AIB posted their interim report today, and the results do not look good. AIB lost €700m according to their half-year report today, and that’s only the start of the bad news. AIB have also set aside €1.2 billion to cover any potential loan losses resulting from COVID-19.
When questioned about the AIB’s interim results, Chief Executive Officer Colin Hunt said that their financial report was heavily shaped by the pandemic. He did state that the €1.2 billion expected credit loss charge in the first half of 2020 represents a large majority of the bank’s ECL charge for the full year of 2020. 
AIB’s net interest income also fell 8% during the first half of 2020 relative to the first half of last year. AIB’s net interest income for the first half of 2020 is now just €967 million.
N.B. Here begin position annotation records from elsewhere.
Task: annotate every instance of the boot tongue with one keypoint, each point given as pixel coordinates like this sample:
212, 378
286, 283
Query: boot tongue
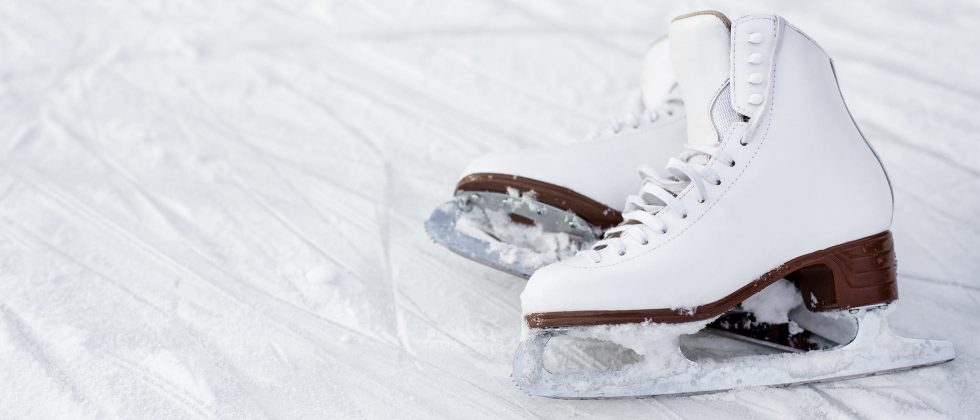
658, 74
700, 50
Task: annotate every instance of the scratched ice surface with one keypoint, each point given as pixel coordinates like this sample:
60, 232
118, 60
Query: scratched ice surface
215, 211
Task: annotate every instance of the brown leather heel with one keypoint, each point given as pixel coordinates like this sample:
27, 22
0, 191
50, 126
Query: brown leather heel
860, 273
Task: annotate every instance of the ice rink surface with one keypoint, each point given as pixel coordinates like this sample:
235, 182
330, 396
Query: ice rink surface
215, 211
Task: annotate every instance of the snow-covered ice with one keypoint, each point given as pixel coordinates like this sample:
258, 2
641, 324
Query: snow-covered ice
214, 209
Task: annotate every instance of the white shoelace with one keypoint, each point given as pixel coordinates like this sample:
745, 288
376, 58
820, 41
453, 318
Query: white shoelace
672, 104
641, 216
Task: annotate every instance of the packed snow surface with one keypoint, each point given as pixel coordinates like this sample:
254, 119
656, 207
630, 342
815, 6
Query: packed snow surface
215, 210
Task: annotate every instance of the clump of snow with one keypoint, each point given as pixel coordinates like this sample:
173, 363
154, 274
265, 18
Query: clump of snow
772, 304
529, 245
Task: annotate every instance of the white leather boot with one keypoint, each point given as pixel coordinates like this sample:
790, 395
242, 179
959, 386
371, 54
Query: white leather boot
519, 210
776, 181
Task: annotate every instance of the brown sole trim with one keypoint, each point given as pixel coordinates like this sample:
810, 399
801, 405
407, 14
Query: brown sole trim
591, 211
849, 275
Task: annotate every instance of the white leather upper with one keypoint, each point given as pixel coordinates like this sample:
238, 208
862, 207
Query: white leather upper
700, 55
605, 170
807, 180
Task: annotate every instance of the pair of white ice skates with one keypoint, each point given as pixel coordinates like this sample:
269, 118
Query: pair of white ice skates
770, 179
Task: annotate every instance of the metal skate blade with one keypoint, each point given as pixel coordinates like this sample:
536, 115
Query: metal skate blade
461, 226
873, 349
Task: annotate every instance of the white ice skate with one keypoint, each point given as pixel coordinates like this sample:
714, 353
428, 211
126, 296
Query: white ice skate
517, 211
776, 181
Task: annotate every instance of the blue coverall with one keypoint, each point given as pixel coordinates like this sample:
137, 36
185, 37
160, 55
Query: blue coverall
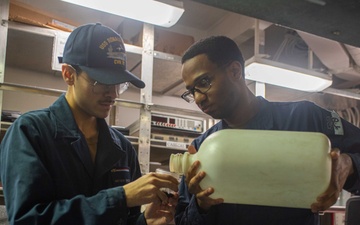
291, 116
49, 178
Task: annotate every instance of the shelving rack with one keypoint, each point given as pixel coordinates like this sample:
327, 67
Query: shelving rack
143, 141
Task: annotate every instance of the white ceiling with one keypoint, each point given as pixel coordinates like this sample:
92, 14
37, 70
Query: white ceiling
281, 43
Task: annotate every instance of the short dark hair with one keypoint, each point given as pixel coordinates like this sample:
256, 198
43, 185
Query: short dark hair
219, 49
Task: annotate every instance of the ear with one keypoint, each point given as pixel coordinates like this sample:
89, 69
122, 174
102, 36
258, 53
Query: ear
235, 69
68, 74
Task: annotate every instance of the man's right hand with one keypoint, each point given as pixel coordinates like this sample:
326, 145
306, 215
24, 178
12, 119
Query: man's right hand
193, 179
146, 189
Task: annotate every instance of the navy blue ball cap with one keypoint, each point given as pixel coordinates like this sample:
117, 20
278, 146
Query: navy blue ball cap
100, 52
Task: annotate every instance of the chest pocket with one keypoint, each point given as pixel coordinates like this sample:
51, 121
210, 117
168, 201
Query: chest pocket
120, 176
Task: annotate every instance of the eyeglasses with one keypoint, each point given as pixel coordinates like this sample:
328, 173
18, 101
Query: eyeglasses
100, 88
201, 86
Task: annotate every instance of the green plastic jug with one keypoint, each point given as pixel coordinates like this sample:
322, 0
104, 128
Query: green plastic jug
261, 167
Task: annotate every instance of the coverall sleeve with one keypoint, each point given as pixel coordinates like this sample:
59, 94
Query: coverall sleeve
187, 210
32, 201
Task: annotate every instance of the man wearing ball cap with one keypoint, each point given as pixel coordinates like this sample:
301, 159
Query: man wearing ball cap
64, 164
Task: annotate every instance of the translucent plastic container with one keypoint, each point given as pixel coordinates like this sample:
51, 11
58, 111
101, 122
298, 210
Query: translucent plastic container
258, 167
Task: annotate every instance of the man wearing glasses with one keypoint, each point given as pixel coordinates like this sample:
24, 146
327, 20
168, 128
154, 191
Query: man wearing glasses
64, 165
213, 73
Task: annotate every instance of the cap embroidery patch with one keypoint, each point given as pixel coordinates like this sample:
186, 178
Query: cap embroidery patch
115, 50
334, 122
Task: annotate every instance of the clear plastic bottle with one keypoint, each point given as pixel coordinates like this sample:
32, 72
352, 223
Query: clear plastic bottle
259, 167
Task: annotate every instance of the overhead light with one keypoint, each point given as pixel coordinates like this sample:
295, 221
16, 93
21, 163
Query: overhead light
148, 11
275, 73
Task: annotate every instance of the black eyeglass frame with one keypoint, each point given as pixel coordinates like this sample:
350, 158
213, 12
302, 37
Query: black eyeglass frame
122, 87
189, 95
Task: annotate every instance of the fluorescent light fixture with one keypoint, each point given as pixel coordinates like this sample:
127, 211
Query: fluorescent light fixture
148, 11
275, 73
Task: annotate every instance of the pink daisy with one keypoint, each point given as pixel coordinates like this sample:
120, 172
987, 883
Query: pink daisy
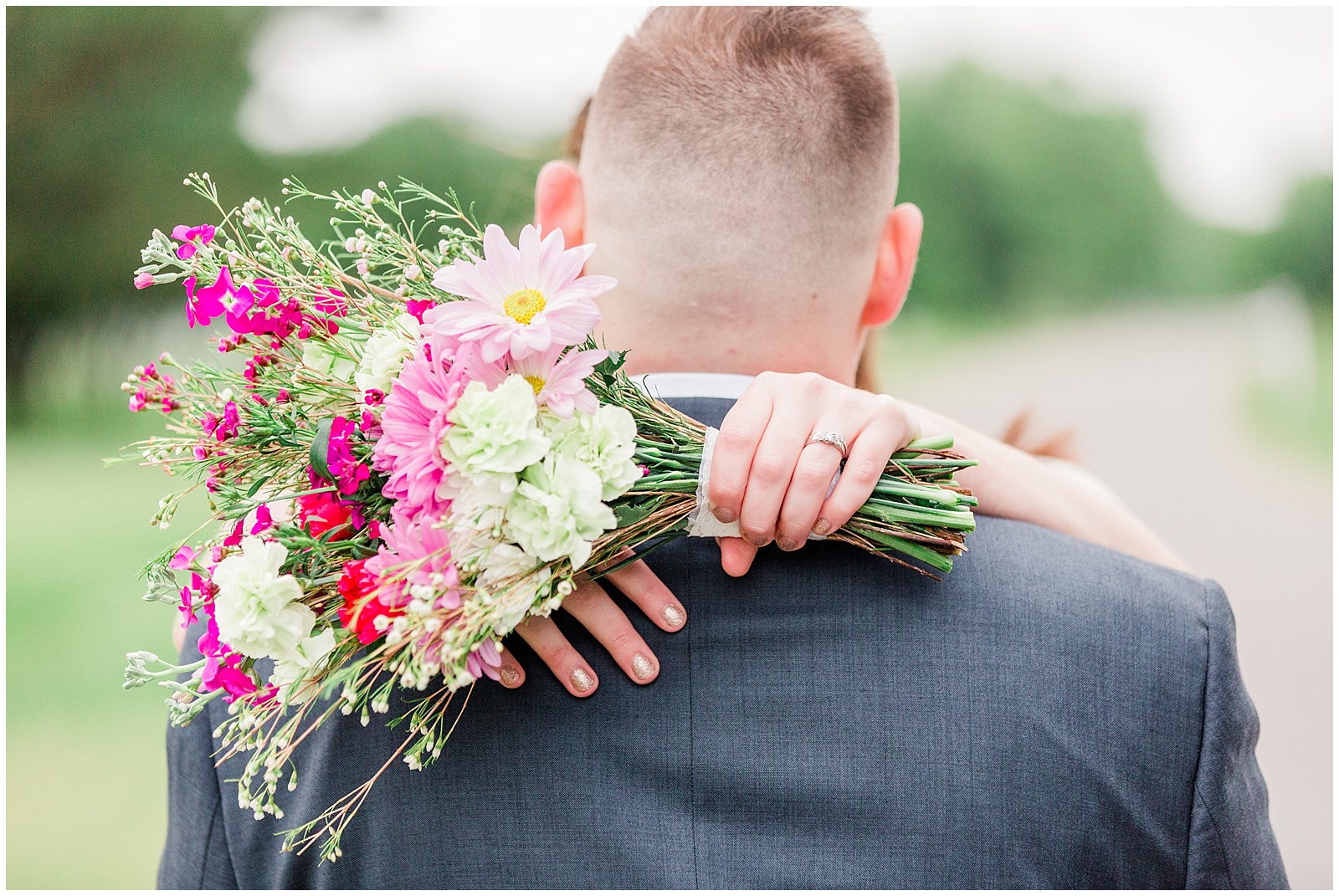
415, 541
520, 300
413, 421
560, 382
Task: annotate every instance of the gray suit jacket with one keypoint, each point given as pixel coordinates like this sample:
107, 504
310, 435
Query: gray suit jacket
1051, 714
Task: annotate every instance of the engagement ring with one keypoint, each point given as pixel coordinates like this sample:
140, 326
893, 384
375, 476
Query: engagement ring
829, 438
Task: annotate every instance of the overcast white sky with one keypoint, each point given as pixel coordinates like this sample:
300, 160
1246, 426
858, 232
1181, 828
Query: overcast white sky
1239, 100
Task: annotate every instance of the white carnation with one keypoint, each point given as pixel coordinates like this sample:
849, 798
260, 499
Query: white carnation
495, 432
603, 441
259, 611
386, 352
308, 654
557, 510
522, 576
321, 359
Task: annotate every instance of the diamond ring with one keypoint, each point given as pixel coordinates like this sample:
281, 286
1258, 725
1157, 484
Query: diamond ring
827, 437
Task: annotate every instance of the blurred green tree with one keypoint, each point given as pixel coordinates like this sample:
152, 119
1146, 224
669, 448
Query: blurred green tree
1031, 200
110, 107
1034, 201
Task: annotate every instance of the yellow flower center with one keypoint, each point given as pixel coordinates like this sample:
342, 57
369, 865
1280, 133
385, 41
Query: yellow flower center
524, 305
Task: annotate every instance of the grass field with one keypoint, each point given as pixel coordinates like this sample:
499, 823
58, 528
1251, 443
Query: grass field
86, 768
86, 771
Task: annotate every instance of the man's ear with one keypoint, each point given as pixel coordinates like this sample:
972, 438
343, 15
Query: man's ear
559, 202
897, 249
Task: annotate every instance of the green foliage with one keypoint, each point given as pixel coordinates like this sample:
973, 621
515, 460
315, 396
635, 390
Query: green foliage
1302, 249
1031, 201
109, 109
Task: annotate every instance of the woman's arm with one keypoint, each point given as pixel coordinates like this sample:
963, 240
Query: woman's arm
767, 474
1048, 492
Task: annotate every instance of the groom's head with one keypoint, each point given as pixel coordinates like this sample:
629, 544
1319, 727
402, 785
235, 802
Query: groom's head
736, 171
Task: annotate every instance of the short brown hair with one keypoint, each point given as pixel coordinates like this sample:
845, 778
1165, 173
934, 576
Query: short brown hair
736, 93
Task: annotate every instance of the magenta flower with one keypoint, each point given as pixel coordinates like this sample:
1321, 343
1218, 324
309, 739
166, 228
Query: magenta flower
560, 382
234, 539
263, 520
414, 419
182, 559
418, 305
341, 459
205, 305
187, 614
519, 300
205, 233
223, 428
256, 309
260, 309
221, 663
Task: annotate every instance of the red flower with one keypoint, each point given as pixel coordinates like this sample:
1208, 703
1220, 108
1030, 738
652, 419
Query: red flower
321, 513
362, 606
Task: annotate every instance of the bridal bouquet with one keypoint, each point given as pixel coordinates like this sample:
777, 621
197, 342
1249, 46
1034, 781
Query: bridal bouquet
412, 443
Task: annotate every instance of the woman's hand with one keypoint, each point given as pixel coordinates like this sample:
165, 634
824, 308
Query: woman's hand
769, 476
593, 608
765, 474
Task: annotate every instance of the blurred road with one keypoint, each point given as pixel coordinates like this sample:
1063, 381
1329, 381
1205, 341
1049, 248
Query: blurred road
1162, 383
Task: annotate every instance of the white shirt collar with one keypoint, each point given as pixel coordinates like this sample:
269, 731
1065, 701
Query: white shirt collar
730, 386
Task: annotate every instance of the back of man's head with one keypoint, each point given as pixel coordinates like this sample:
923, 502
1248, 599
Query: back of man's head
742, 156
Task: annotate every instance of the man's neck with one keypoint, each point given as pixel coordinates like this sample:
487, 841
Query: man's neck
741, 358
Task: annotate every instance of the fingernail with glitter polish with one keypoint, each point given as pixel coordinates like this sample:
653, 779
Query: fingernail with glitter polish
673, 615
643, 668
582, 679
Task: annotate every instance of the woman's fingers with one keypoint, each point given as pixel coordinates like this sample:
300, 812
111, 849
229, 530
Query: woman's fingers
868, 458
734, 452
770, 477
551, 646
736, 556
595, 610
510, 674
805, 497
651, 595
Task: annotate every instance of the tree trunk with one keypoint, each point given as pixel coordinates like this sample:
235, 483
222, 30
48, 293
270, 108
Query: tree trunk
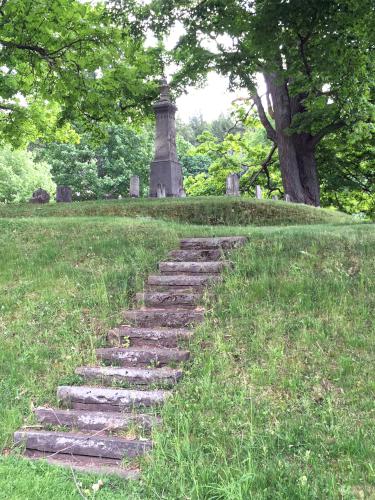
296, 151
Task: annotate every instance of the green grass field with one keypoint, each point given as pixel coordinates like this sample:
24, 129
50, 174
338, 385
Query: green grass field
278, 400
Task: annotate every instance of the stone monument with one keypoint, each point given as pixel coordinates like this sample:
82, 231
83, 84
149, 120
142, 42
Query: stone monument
165, 168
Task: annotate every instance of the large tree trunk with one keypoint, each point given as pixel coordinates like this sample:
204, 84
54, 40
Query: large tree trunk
296, 151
The first half of 2020’s net interest margin is 2.10%, which is 0.15% lower than the net interest margin of quarter 4 2019 (2.25%). This lower net interest margin for the first half of 2020 is mainly a result of excess liquidity. 
The pre-provision operating profit of AIB for the first half of 2020 was €0.4 billion, and the loss after taxes was €0.7 billion. These losses across the board as well as the projected €1.2 billion ECL charge is due to worsened economic predictions as a result of the COVID-19 pandemic. 
AIB unfortunately has reported lower new lending across all their sectors as a result of the COVID-19 pandemic. New lending for AIB was reduced by €1.6 billion (-27%) down to €4.4 billion, and retail banking new lending was reduced by 13%. 
In terms of good news, AIB has continued to have their management focus on cost discipline. In the first half of 2020 costs were only €747 million, which meets trends set back in the first half of 2019. AIB also reported a 6% decrease in FTE employee numbers compared to June 2019. 
There is more good news for AIB during this pandemic though, as they do have a strong capital position. The interim report from AIB has stated a CET1 (FL) of 16.4%. The pro-forma CET1 (FL) accounts for 15.6%, which is significantly above the bank’s target of more than 14% CET1. As it currently stands, the bank’s transitional CET1 ratio (20.2%) is over twice the 2020 regulatory required amount.